Burunduk & NanoCrafter
Yo Nano, what if we build a robot that drops confetti bombs every time a player dies? I can stream the chaos and watch you keep the wiring spotless while the audience goes wild!
That sounds like a riot, but first I need a wiring diagram that fits in a single page, no spaghetti cables, and a safety circuit so the confetti doesn’t ignite the audience. And remember, the confetti’s only supposed to trigger on a proper death event, not when the player pulls a button and gets bored. I’ll keep the board tidy while you handle the stream chaos. Let's prototype!
Alright, here’s the “one‑page” plan for the confetti machine, no tangled wires, just straight, clean connections.
**Components**
- 5V supply (from your PC PSU or a 5V regulator)
- 12V 2A power supply (for the confetti launcher motor)
- 2× NPN transistors (e.g., 2N2222) or MOSFETs (logic‑level, like the IRLZ44N)
- 1× optocoupler (PC817) to isolate the game’s kill‑signal from the launcher
- 1× 10kΩ pull‑up resistor (for the optocoupler LED)
- 1× 1kΩ resistor (for the optocoupler LED current limiting)
- 1× diode (1N4001) in series with the motor (for back‑EMF protection)
- 1× 0.1µF ceramic capacitor (between 12V and GND near the motor)
- 1× fuse (1A, 12V) for safety
- 1× 5V logic level converter (optional, if your game controller runs at 3.3V)
**Connections**
1. **Power** – Connect 5V to the logic side of the optocoupler LED.
2. **Optocoupler LED** – 5V → 1kΩ resistor → LED anode. LED cathode to ground.
3. **Optocoupler output** – Connect the collector to the base of the first NPN (or gate of MOSFET). Connect emitter to ground (or source).
4. **First transistor (or MOSFET)** – Acts as a driver to the second transistor.
- Collector to base of the second transistor (through a 10kΩ resistor).
- Emitter to ground (or source).
5. **Second transistor (or MOSFET)** – Drives the motor.
- Collector to motor positive.
- Emitter (or source) to ground.
- Motor positive also goes to the 12V supply (through the fuse).
- Motor negative connects to the 12V supply’s negative side.
- Place the diode across the motor terminals (anode to motor negative, cathode to motor positive) to absorb back‑EMF.
6. **Capacitor** – Connect 0.1µF across the 12V supply near the motor for noise suppression.
**Safety**
- Fuse on the 12V line protects against overload.
- Diode prevents the motor from feeding back into the supply.
- Optocoupler isolates the game controller signal from the high‑voltage side.
**Triggering**
- Hook the kill‑event output from your game (or a dedicated trigger) to the optocoupler’s LED input (through the 1kΩ resistor).

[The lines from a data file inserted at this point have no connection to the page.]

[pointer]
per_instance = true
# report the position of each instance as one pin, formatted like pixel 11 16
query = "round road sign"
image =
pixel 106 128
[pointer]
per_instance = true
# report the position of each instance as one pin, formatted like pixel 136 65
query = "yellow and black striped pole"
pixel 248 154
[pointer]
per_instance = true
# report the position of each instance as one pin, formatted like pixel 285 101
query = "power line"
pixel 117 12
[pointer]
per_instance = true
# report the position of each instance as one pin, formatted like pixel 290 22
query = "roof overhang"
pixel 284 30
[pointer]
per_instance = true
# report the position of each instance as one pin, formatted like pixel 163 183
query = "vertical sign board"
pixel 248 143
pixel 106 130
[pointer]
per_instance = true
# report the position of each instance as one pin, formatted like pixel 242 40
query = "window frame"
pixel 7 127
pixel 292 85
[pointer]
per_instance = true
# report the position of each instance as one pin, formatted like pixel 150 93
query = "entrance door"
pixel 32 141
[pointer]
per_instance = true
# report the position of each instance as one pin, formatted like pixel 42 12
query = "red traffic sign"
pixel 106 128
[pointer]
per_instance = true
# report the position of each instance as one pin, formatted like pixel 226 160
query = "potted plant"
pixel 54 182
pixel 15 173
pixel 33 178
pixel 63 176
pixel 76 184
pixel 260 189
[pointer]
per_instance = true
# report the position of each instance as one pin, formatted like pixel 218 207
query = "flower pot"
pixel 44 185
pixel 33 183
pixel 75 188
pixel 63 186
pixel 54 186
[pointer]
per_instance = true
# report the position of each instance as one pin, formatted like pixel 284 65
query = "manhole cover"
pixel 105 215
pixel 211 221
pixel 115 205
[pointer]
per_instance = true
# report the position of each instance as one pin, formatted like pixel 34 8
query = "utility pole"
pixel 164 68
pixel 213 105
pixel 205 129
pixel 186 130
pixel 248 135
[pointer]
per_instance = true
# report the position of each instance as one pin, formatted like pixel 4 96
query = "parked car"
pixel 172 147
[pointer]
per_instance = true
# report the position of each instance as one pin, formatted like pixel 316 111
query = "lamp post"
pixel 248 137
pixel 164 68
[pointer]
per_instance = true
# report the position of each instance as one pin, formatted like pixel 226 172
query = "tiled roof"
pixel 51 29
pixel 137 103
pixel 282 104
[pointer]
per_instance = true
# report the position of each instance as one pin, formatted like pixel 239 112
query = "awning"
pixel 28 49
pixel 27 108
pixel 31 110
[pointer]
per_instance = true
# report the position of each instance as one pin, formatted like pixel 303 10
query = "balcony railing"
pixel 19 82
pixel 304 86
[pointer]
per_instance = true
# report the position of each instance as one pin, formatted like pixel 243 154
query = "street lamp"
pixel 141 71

- Only when the kill‑signal goes high does the LED light, the optocoupler turns on, the transistors switch the 12V motor on for a brief burst (use a timing circuit or a short‑pulse trigger in your code).
That’s it—clean lines, one page, and no spaghetti cables. Just pop it together, test the pulse, and you’re good to go for a safe, epic confetti explosion whenever someone dies!

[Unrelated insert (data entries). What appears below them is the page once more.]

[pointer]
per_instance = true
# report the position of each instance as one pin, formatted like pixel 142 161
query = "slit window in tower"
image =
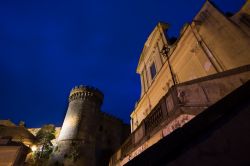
pixel 152 71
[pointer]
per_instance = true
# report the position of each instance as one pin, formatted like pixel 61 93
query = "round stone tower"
pixel 76 142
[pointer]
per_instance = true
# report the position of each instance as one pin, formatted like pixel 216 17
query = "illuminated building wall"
pixel 181 78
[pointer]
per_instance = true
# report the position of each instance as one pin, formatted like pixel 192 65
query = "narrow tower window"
pixel 152 71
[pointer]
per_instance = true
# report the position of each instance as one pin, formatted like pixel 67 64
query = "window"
pixel 245 18
pixel 152 71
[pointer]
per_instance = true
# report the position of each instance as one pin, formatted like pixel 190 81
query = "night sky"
pixel 49 46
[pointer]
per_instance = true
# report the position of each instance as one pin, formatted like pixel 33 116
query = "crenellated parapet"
pixel 86 93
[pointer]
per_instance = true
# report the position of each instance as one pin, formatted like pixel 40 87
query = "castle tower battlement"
pixel 80 125
pixel 86 93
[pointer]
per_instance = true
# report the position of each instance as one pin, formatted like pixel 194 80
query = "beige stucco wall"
pixel 211 43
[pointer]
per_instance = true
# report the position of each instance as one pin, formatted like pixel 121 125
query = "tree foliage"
pixel 44 137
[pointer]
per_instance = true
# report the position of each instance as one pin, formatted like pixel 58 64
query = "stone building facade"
pixel 182 78
pixel 88 136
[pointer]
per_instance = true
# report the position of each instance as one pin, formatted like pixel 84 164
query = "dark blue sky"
pixel 49 46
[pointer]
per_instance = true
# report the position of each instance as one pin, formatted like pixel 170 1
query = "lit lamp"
pixel 33 148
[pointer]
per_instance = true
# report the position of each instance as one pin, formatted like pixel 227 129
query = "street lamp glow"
pixel 33 148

Looks clean, but watch the base resistor on the second transistor—10kΩ is a lot, might slow the rise time and make the confetti launch jittery. Try 1kΩ instead. Also, add a small 10µF electrolytic across the 12V supply to soak up motor spikes better than a 0.1µF alone. And hey, don't forget a pull‑down on the optocoupler collector so it stays off when the game is idle. Once that’s in place, we’ll get a single, tidy pop every death—no tangled wires, just pure confetti chaos.